At least two people died after Hurricane John slammed into Mexico's southern Pacific coast overnight, authorities reported Tuesday, with the cyclone since downgraded to a tropical storm and expected to weaken further.
Forecasters nevertheless warned of strong rains and flash floods inundating the coast for the next few days.
"Two people were reported dead due to a landslide in their home" in the southern town of Tlacoachistlahuaca, Evelyn Salgado, the governor of the Mexican state of Guerrero, told a news conference.
The victims in the mountainous community were a woman and a child, according to a civil protection report.
The US-based National Hurricane Center (NHC) said in an afternoon update that the storm was about 110 kilometers (70 miles) from the resort city of Acapulco and was registering sustained winds of 55 kilometers per hour (35 mph).
The impending storm caused jitters among residents of Acapulco, where memories are still fresh of Hurricane Otis, a scale-topping Category 5 storm that left a trail of destruction and several dozen people dead in October last year.
Authorities were taken by surprise when Otis rapidly intensified within hours from a tropical storm to the most powerful category on the five-step Saffir-Simpson scale.
Marta Sotelo told AFP her nerves were frayed as winds blew in, in the same way as Otis had, with "raised dust, metal sheets, everything."
"The children became hysterical," she told AFP, adding that she and her relatives preferred to wait out John in a shelter.
Flash flooding
The southern states of Guerrero and Oaxaca have been hardest hit by the storm, and thousands of military and emergency personnel have been deployed.
Some 300 shelters have been set up to aid residents in high-risk areas.
The governor, Salgado, said towns in Guerrero had registered heavy rainfall, road closures, power outages and the suspension of classes.
Oaxaca has seen fallen trees in several municipalities and road damage. Airports in the region's resort towns of Huatulco and Puerto Escondido have suspended operations.
The NHC had warned that while John has been downgraded, there remained a risk of "significant and possibly catastrophic, life-threatening flash flooding and mudslides" in the southern states of Chiapas, Oaxaca and Guerrero.
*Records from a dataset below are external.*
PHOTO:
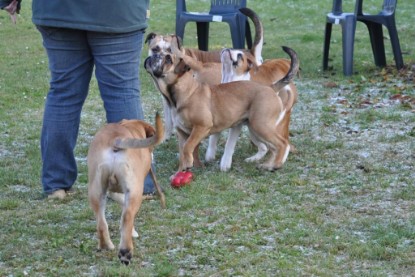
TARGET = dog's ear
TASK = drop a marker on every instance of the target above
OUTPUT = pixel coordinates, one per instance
(150, 37)
(181, 68)
(150, 131)
(252, 64)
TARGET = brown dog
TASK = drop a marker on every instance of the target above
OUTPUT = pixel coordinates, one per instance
(119, 158)
(237, 66)
(161, 44)
(201, 110)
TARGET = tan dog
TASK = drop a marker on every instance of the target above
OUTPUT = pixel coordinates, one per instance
(237, 66)
(119, 158)
(201, 110)
(160, 44)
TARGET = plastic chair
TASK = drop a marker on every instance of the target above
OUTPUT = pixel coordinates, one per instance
(220, 11)
(374, 24)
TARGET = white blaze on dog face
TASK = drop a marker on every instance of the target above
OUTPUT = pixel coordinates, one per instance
(234, 66)
(160, 45)
(280, 117)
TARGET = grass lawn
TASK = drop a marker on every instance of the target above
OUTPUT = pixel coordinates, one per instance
(343, 205)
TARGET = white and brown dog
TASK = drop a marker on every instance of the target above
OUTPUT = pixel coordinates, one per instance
(208, 68)
(238, 66)
(119, 159)
(201, 110)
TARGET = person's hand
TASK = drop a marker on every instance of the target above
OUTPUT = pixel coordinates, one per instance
(13, 8)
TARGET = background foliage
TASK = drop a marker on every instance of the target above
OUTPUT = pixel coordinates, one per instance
(342, 205)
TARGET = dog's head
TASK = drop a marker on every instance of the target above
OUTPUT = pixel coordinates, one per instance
(158, 44)
(236, 65)
(167, 68)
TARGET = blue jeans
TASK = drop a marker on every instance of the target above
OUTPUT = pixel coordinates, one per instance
(73, 55)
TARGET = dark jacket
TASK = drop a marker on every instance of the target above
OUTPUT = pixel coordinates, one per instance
(112, 16)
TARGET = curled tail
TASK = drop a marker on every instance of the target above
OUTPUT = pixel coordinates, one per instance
(292, 72)
(153, 137)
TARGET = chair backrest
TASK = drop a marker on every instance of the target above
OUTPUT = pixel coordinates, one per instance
(337, 7)
(226, 6)
(389, 6)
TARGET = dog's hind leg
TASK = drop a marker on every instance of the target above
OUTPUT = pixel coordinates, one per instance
(133, 200)
(262, 148)
(212, 146)
(168, 120)
(226, 161)
(119, 198)
(277, 144)
(188, 145)
(97, 200)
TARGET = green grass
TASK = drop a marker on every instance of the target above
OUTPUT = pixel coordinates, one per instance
(343, 205)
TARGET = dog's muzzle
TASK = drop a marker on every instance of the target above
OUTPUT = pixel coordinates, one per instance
(154, 65)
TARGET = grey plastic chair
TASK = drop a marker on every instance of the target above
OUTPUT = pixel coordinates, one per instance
(221, 11)
(374, 23)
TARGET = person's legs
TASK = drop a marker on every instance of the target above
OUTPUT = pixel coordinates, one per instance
(71, 66)
(117, 62)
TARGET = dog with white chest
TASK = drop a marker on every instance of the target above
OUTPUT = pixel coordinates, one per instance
(201, 110)
(119, 159)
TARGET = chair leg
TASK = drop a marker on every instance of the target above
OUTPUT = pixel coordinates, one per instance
(203, 35)
(238, 41)
(376, 40)
(396, 47)
(327, 37)
(348, 32)
(180, 29)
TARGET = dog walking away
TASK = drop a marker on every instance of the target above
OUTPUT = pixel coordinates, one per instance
(161, 44)
(200, 110)
(119, 159)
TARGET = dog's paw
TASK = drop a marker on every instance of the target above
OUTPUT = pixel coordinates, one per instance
(134, 234)
(268, 167)
(125, 256)
(106, 246)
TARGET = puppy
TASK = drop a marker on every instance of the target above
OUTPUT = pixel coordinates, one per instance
(237, 66)
(159, 44)
(201, 110)
(119, 158)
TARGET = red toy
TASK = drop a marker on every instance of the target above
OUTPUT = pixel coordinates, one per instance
(181, 179)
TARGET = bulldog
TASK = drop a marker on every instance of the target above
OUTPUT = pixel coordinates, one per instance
(211, 72)
(200, 110)
(119, 159)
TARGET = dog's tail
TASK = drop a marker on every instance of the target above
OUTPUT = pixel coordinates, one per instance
(292, 72)
(154, 137)
(256, 49)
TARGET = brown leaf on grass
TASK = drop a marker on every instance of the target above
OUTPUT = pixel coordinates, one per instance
(330, 85)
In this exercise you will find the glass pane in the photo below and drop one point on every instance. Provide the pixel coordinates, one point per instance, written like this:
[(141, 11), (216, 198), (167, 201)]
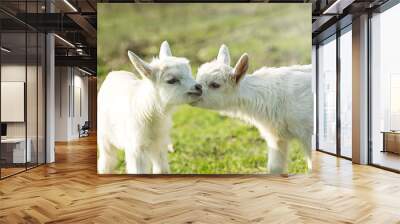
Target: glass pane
[(386, 89), (346, 94), (327, 96), (31, 100), (41, 98), (13, 91)]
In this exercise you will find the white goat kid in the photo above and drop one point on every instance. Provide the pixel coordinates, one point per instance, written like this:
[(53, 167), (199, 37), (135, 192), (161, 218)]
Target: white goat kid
[(135, 114), (278, 101)]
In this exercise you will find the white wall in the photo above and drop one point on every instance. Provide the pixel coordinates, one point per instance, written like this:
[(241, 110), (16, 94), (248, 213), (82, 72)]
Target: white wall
[(69, 112)]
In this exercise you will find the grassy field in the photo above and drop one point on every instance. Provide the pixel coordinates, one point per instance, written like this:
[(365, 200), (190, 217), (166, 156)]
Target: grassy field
[(272, 35)]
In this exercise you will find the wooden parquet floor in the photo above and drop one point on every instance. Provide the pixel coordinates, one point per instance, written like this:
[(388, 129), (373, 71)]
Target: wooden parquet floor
[(70, 191)]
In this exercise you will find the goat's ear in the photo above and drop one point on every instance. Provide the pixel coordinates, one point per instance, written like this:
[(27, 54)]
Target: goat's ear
[(165, 50), (223, 55), (141, 66), (241, 68)]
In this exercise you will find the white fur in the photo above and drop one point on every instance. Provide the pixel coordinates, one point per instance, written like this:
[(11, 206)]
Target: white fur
[(134, 114), (278, 101)]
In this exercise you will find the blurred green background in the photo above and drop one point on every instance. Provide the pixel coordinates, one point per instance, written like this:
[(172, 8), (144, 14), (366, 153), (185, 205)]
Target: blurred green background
[(204, 141)]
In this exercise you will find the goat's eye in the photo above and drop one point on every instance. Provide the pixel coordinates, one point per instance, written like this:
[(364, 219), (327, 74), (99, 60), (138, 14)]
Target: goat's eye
[(214, 85), (173, 81)]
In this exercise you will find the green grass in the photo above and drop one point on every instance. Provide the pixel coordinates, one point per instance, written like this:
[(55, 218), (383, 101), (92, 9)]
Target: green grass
[(204, 141)]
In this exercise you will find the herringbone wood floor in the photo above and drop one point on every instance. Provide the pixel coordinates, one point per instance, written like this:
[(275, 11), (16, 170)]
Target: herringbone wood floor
[(70, 191)]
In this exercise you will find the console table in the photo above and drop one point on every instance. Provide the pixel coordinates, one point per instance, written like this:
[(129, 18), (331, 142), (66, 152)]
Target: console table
[(391, 141), (13, 150)]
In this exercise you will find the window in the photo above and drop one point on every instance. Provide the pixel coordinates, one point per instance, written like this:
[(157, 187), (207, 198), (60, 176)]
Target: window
[(327, 95), (346, 92), (385, 88)]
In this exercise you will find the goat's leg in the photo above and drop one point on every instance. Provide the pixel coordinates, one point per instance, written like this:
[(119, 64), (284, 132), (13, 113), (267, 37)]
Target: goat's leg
[(277, 156), (159, 159), (107, 157), (136, 160), (307, 152)]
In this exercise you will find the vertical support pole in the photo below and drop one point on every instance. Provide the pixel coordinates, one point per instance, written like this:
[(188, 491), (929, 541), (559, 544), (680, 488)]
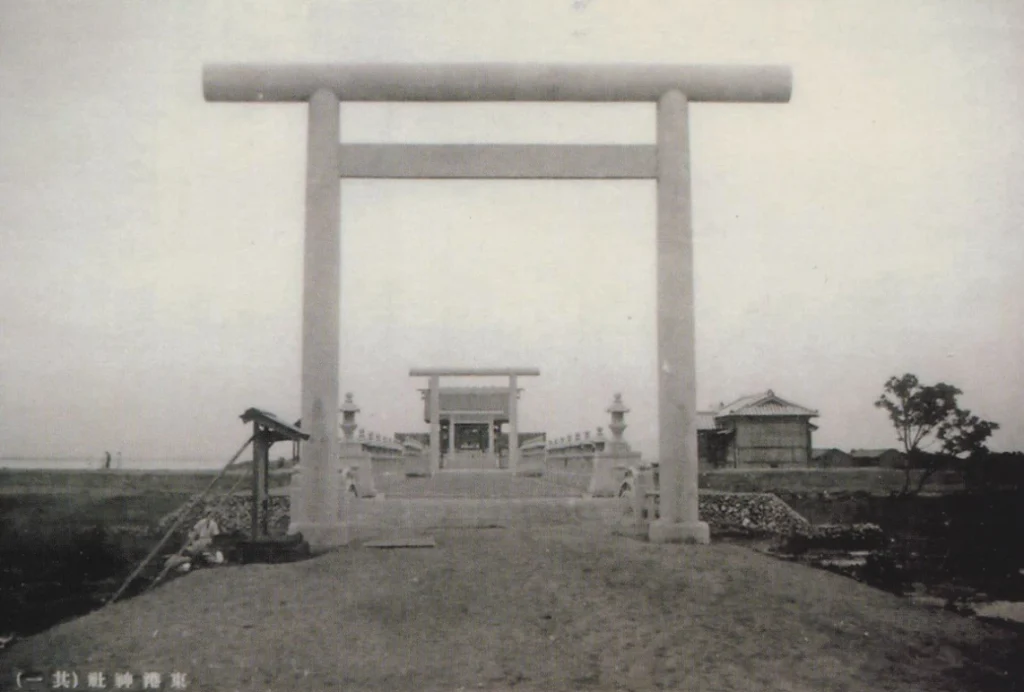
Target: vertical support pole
[(256, 484), (513, 423), (260, 471), (491, 441), (676, 356), (435, 423), (318, 511)]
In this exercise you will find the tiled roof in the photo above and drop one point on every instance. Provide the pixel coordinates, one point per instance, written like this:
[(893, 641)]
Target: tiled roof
[(870, 453), (764, 403), (706, 420)]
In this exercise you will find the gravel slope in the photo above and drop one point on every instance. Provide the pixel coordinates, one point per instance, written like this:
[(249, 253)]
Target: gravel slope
[(562, 608)]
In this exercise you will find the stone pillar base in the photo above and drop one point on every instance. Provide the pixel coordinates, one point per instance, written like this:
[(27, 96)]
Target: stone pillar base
[(530, 466), (322, 536), (607, 473), (361, 466), (363, 474), (692, 532), (418, 467)]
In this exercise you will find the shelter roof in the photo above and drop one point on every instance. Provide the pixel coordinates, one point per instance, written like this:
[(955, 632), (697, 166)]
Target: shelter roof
[(872, 453), (281, 430)]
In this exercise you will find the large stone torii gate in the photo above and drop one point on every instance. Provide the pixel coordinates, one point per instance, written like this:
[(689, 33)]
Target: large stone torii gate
[(316, 510)]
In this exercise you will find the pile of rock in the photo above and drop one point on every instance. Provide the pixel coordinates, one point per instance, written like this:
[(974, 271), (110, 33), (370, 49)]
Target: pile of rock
[(864, 536), (752, 513), (232, 514)]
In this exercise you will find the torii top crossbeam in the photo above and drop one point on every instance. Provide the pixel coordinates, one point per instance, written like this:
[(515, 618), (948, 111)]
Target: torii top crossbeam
[(491, 82)]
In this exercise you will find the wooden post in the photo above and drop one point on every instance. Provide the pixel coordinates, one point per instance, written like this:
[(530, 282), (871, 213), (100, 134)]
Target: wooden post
[(261, 449)]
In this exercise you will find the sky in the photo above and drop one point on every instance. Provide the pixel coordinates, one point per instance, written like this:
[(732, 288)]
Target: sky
[(151, 243)]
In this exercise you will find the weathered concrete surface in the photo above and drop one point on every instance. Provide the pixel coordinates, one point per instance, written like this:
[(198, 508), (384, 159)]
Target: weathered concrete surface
[(676, 342), (497, 82), (315, 502)]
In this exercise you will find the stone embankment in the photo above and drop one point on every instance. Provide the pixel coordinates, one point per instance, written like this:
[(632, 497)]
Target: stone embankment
[(751, 513)]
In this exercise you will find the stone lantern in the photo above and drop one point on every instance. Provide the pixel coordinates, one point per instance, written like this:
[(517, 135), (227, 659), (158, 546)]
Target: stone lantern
[(348, 411), (617, 425), (614, 457), (354, 459)]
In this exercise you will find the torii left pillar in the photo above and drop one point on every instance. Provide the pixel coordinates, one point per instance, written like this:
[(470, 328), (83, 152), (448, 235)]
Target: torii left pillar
[(317, 508)]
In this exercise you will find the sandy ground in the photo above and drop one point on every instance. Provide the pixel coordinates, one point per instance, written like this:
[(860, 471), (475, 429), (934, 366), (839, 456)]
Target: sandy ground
[(560, 608)]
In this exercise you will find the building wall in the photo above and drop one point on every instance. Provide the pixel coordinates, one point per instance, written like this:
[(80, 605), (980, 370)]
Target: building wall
[(766, 441)]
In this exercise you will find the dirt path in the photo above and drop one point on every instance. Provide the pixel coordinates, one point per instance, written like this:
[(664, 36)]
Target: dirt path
[(563, 608)]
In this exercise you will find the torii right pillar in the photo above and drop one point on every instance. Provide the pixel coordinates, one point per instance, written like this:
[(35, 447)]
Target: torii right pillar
[(679, 519)]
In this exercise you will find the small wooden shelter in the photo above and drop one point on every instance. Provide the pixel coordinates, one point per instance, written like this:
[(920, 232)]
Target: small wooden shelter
[(267, 429)]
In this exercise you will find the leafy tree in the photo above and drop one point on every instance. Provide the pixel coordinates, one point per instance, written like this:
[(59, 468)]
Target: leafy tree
[(931, 426)]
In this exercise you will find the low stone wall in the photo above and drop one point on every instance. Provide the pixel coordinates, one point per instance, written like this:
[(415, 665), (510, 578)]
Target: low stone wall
[(867, 479), (751, 513), (121, 481), (569, 463), (372, 518)]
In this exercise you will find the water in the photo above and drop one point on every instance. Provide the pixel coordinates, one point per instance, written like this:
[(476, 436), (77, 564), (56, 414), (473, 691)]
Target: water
[(93, 463)]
Through Thursday, John was forecast to produce up to 15 inches of rain in parts of Chiapas, and nearly double that in areas of Oaxaca and Guerrero, it said.
"John is producing extraordinary rains (greater than 250 mm or 9.8 inches) in Oaxaca and Guerrero; torrential rains in Chiapas," the National Civil Protection agency said in a post on X early Tuesday.
The agency had issued a red alert on Monday, telling people to stay indoors and keep away from windows.
President Andres Manuel Lopez Obrador told his morning press conference that John "was a strong phenomenon, with a lot of rain."
He had earlier urged people living along the affected coastline to be prepared.
"Seek higher ground, protect yourselves and do not forget that the most important thing is life; material things are replaceable," he wrote on X.
Hurricanes hit Mexico every year on both its Pacific and Atlantic coasts, usually between May and November.
Last July, the Mexican Caribbean was hit by Hurricane Beryl, which forced the evacuation of hundreds of tourists and caused at least 18 deaths on Caribbean islands, in Venezuela and the United States.
On Tuesday, Tropical Storm Helene formed in the Caribbean and the NHC warned it could become a hurricane off the coast of Mexico where the resorts of Cancun, the Riviera Maya and Tulum are located.